Dreyfuss: No. You see, I’m on a set. Inside a soundstage.
Devin: It’s been thirty years since Jaws.
Dreyfuss: It seems like yesterday.
Devin: Well, that was water picture and now you’re back on the water.
Dreyfuss: No. You see, I’m on a set. Inside a soundstage. The sharks can’t get in here.
When Richard Dreyfuss leaves the scene that is being shot and joins me for our interview, he doesn’t punch me right away. That comes at the end. He’s wearing the remnants of a tux, and a big diamond earring. He’s playing a middle aged, lonely gay man, he tells me. I need to stress that this is what he tells me. Richard Dreyfuss, you see, is being impish. In fact, I tell him that I will at some point in this article describe him as “the impish Richard Dreyfuss.”
I now have done just that.
Dreyfuss builds up to the punch. He gets an iced coffee, and after taking a sip he throws some of the ice at me. He immediately follows that up by splashing the coffee itself in my face.
Devin: That was pretty tasty.
Dreyfuss: It’s taken them sixty something days to get it right.
It is in fact day 60something out of 85, which I found out from David Markus, the assistant to the line producer.

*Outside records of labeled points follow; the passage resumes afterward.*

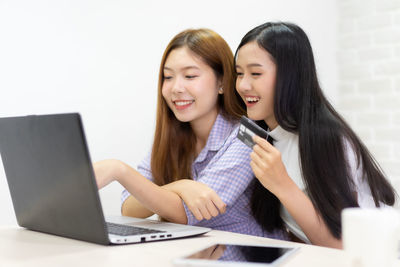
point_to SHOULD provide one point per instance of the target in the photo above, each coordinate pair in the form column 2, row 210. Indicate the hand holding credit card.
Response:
column 248, row 129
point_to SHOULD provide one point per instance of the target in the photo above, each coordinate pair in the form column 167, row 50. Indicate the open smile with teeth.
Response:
column 252, row 99
column 183, row 102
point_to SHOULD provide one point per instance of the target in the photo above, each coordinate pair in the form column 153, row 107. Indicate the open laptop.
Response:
column 53, row 187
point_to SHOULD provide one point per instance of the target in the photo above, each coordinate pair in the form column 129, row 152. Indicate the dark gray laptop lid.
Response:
column 50, row 176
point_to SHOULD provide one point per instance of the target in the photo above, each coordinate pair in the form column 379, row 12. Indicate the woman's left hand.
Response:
column 267, row 165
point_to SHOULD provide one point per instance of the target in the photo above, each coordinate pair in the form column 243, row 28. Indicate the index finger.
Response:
column 221, row 206
column 263, row 143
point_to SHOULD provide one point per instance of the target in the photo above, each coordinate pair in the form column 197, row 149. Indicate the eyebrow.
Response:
column 184, row 68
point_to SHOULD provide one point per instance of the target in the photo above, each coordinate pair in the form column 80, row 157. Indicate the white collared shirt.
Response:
column 288, row 144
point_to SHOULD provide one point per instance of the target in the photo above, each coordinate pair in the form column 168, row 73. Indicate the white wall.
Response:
column 369, row 76
column 101, row 58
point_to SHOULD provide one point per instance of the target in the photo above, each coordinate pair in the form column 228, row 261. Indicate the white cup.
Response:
column 371, row 236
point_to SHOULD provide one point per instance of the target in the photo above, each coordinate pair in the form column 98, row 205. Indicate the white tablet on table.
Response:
column 237, row 255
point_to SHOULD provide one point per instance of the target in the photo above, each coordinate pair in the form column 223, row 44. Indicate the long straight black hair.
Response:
column 301, row 107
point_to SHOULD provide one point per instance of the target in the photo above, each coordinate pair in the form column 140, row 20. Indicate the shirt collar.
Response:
column 279, row 133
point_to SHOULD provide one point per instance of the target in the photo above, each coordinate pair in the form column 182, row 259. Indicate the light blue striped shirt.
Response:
column 224, row 166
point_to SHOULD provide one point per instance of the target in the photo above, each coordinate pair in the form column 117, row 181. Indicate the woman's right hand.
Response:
column 106, row 171
column 202, row 201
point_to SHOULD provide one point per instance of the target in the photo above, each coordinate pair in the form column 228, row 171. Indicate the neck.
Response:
column 202, row 128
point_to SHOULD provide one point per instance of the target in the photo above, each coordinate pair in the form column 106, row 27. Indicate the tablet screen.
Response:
column 241, row 253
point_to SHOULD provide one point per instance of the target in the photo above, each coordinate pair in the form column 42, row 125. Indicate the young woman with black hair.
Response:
column 313, row 164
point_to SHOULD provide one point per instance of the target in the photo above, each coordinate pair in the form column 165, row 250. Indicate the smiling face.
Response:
column 190, row 87
column 256, row 75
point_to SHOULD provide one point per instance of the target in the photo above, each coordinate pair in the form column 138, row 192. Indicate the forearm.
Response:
column 133, row 208
column 147, row 195
column 304, row 213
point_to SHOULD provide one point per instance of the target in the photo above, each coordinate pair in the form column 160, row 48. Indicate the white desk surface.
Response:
column 21, row 247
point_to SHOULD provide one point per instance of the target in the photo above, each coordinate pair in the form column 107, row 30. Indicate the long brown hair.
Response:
column 174, row 141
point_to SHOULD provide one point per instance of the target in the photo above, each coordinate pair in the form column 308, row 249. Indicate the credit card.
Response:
column 248, row 129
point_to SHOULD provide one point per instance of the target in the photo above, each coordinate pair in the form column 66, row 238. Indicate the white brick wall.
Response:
column 369, row 76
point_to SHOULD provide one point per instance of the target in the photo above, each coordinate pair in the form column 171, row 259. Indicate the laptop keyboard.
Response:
column 125, row 230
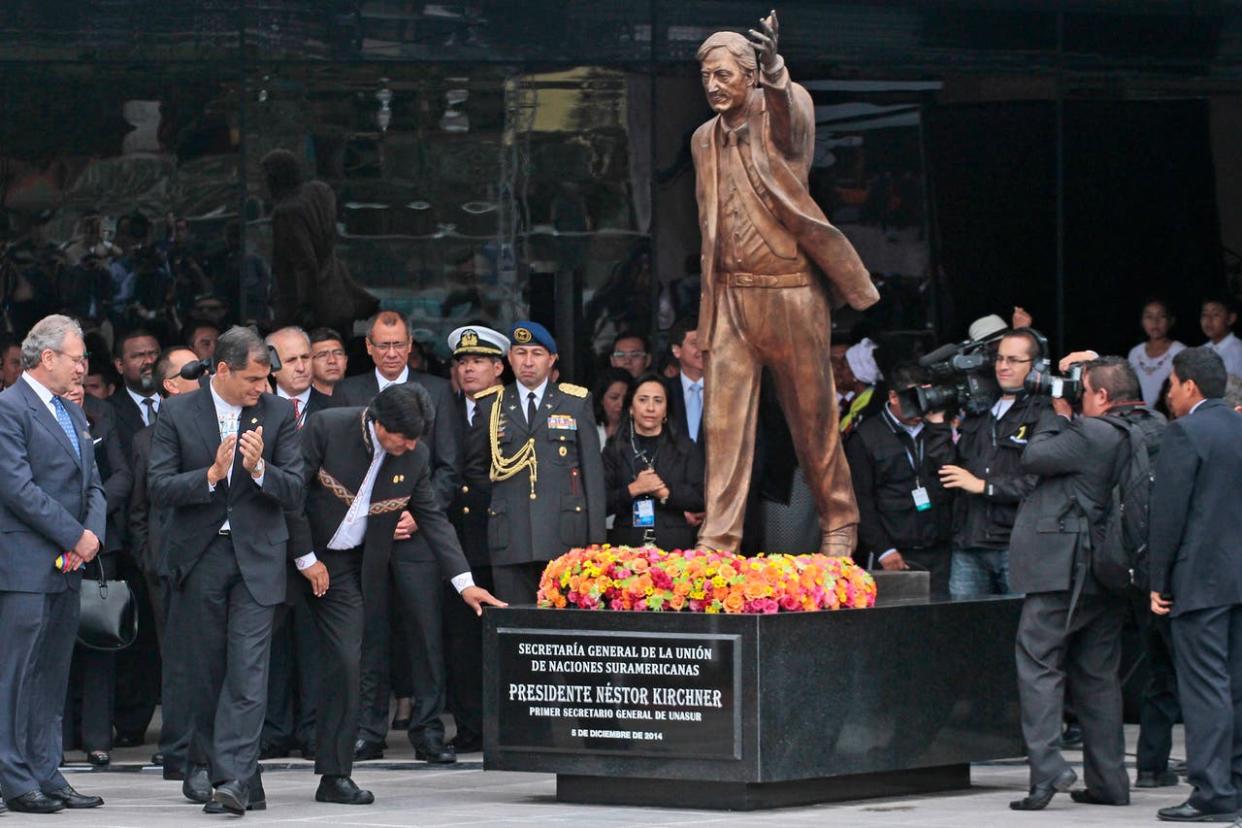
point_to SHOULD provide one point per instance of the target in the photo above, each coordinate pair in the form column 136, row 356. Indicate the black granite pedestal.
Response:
column 752, row 711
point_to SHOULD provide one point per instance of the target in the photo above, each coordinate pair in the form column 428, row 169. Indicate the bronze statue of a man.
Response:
column 766, row 250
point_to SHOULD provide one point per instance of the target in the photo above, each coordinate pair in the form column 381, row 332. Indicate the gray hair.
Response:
column 237, row 345
column 47, row 334
column 742, row 49
column 288, row 329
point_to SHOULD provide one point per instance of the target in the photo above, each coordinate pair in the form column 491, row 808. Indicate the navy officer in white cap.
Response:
column 478, row 364
column 534, row 446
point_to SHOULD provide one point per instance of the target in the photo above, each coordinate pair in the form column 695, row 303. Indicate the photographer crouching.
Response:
column 1071, row 626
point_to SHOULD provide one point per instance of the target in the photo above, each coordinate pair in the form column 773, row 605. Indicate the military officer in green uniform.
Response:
column 534, row 446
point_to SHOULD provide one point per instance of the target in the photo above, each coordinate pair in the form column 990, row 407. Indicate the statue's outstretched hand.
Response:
column 765, row 41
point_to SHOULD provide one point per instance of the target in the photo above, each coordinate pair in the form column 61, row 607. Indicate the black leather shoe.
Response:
column 365, row 750
column 1185, row 812
column 35, row 802
column 232, row 796
column 72, row 798
column 257, row 796
column 1041, row 795
column 1087, row 797
column 342, row 791
column 196, row 787
column 435, row 751
column 1153, row 780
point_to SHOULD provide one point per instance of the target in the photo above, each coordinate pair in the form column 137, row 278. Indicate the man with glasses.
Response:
column 389, row 344
column 328, row 360
column 52, row 508
column 631, row 353
column 989, row 473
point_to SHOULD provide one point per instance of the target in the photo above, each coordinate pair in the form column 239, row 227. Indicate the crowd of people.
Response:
column 311, row 546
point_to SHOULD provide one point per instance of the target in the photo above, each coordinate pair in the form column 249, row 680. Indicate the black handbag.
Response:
column 109, row 615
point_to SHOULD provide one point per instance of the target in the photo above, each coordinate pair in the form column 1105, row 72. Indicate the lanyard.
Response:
column 919, row 446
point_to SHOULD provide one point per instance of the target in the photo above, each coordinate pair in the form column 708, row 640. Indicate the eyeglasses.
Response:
column 389, row 346
column 76, row 360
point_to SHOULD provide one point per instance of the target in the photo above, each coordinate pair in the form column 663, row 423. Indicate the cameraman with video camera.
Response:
column 1071, row 627
column 989, row 472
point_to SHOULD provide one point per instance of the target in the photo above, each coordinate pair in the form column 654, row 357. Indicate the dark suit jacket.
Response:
column 49, row 493
column 147, row 523
column 468, row 509
column 445, row 436
column 1196, row 510
column 114, row 469
column 184, row 446
column 338, row 451
column 129, row 418
column 678, row 463
column 1077, row 468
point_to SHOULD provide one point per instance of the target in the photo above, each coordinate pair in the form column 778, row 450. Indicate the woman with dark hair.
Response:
column 609, row 396
column 653, row 474
column 1153, row 359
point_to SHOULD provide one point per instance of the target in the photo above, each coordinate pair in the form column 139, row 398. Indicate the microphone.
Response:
column 194, row 370
column 938, row 355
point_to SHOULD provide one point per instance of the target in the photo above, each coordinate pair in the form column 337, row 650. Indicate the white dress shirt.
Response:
column 352, row 531
column 383, row 381
column 229, row 422
column 303, row 399
column 687, row 384
column 140, row 401
column 1230, row 348
column 524, row 400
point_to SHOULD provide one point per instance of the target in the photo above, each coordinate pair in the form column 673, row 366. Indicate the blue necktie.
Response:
column 62, row 417
column 694, row 410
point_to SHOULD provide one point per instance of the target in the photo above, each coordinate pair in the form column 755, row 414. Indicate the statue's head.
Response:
column 727, row 67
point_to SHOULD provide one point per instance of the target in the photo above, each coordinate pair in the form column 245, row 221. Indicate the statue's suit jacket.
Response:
column 781, row 123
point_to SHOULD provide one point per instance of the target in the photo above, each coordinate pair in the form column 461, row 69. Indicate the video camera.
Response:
column 960, row 378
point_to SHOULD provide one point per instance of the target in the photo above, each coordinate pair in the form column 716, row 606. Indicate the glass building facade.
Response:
column 492, row 160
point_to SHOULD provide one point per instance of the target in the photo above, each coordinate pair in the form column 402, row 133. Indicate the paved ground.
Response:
column 411, row 793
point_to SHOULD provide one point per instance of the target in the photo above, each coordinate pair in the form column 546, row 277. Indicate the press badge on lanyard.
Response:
column 645, row 513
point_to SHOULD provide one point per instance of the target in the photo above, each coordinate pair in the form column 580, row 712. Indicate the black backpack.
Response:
column 1122, row 561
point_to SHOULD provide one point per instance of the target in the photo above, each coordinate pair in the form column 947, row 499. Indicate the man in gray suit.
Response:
column 52, row 513
column 226, row 461
column 1071, row 627
column 1196, row 577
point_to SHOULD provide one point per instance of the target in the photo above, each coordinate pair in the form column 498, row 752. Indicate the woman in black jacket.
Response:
column 653, row 474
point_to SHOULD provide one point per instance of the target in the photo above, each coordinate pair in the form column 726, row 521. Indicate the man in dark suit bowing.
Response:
column 52, row 508
column 368, row 483
column 226, row 459
column 293, row 675
column 1196, row 577
column 389, row 344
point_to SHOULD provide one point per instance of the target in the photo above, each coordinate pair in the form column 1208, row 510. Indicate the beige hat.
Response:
column 986, row 328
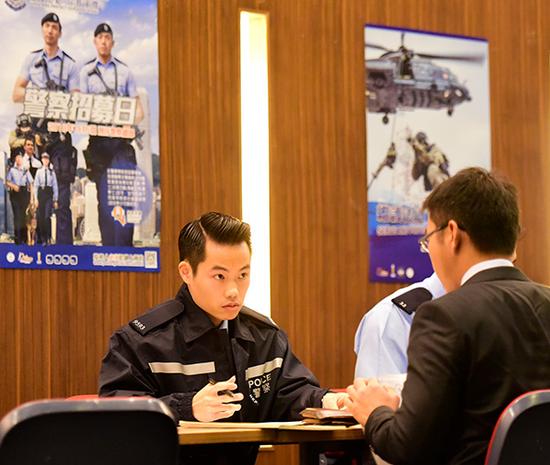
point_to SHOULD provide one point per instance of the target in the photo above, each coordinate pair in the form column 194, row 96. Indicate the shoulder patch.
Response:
column 411, row 300
column 68, row 56
column 156, row 317
column 258, row 316
column 120, row 61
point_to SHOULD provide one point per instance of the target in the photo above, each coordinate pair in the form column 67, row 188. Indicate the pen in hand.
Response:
column 212, row 381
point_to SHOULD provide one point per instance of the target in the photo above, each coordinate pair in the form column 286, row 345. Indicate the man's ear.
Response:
column 456, row 235
column 185, row 271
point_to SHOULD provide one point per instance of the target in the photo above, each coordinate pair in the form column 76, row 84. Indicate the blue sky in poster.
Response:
column 134, row 24
column 395, row 197
column 464, row 137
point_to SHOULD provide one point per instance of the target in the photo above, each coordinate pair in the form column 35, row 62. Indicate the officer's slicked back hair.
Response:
column 483, row 204
column 218, row 227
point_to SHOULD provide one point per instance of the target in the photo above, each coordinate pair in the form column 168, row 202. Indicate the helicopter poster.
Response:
column 79, row 135
column 428, row 116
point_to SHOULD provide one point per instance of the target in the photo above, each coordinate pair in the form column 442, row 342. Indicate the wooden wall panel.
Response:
column 54, row 325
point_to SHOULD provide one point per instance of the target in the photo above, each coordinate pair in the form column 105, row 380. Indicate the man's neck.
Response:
column 104, row 59
column 51, row 50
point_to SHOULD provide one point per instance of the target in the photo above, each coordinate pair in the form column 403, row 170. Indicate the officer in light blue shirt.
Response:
column 45, row 185
column 19, row 181
column 49, row 67
column 107, row 75
column 382, row 337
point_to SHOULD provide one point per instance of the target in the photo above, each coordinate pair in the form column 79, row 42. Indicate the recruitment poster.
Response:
column 79, row 142
column 427, row 112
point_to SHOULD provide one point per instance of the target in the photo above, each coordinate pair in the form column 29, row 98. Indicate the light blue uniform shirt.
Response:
column 49, row 180
column 37, row 74
column 115, row 73
column 382, row 337
column 19, row 176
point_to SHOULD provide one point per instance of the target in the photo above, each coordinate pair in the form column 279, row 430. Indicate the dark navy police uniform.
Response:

David also spills to me about someone who dies, which I won’t tell you about, since really the fun of a movie like this is seeing all the cast members get knocked off one by one.
IMDB also tells me that David Markus once appeared in an episode of Saved by the Bell: The College Years. IMDB and I are not on speaking terms, though, since it reported to me that Richard Dreyfuss would be appearing in Paul Weitz’ new film American Dreamz. He never even heard of that film, it turns out.
Richard Dreyfuss has been doing a good job of keeping me off balance. I have to admit that he’s not the biggest star I’ve ever interviewed, but he is someone I have always admired. When my stepmother met my father she thought he kind of looked like Richard Dreyfuss, which is really stunningly false.
Dreyfuss: Aren’t they going to ask for a sequel to this?
Devin: There was a sequel to the original, called Beyond the Poseidon Adventure. By the way, have you seen the original?
[At this point, Dreyfuss throws his quite full cup of iced coffee at a garbage can. At, not in, as the cup hits the side of the can and coffee explodes all over.]
Dreyfuss: Not bad with my right! I’m a leftie!
Devin: So you’ve seen the original, I assume.
Dreyfuss: I have.
Devin: You enjoy the original?
Dreyfuss: You want to see my Shelly Winters impersonation?
Devin: I would love to see your Shelly Winters impersonation.
[At this point, Richard Dreyfuss does his Shelly Winters impersonation. It’s quite funny, but purely visual.]
Devin: If only I had the skills to express that in words.
Dreyfuss: Now you have a goal.
During the whole interview I’m really just wondering how the heck I’m going to turn this into an article. I guess this part is a little meta, but I was worried. Dreyfuss was being odd, that’s for sure, but he was also being funny, and it all seemed so dry (except for my face, which still had iced coffee on it) that I didn’t know if it would translate into text.
“You’ll make sure people know he was being funny?” Tiffany asks.
Dreyfuss: This is for CHUD, right? This is CHUD. It’s not like for the Nobel Prize.
Devin: Not yet. We’re working on it.
Dreyfuss: Go for it. Do unto others.
Devin: Did you just make that up on the spot? That was great.
Dreyfuss: Did you know the story about that? Hillel and Akiva were walking down the lane and a fool, a cynic jumped at them and said, ‘If you can tell me the essence of Judaism while I stand on one leg, I’ll convert.’ And Akiva said, ‘Get out of here. Get out of here. Don’t waste our time.’ And Hillel said, ‘Hold it. Lift your leg.’ And the guy lifts his leg and Hillel says, ‘Do unto others as you would have others do unto you. That’s Judaism. The rest is commentary. Go study.’
[At this point Richard Dreyfuss suddenly leans over and punches me in the chest, on my right breast, just next to my armpit. I drop my digital recorder and begin laughing.]
Devin: That was a good story. That was a rousing ending as well.
Dreyfuss: Do you want to hear another one? About the Civil War? Or World War I? I make them up as I go along.
Devin: Will it have a similar ending? Will it end with you punching me?
Dreyfuss: There’s only the one story, as Aristotle said.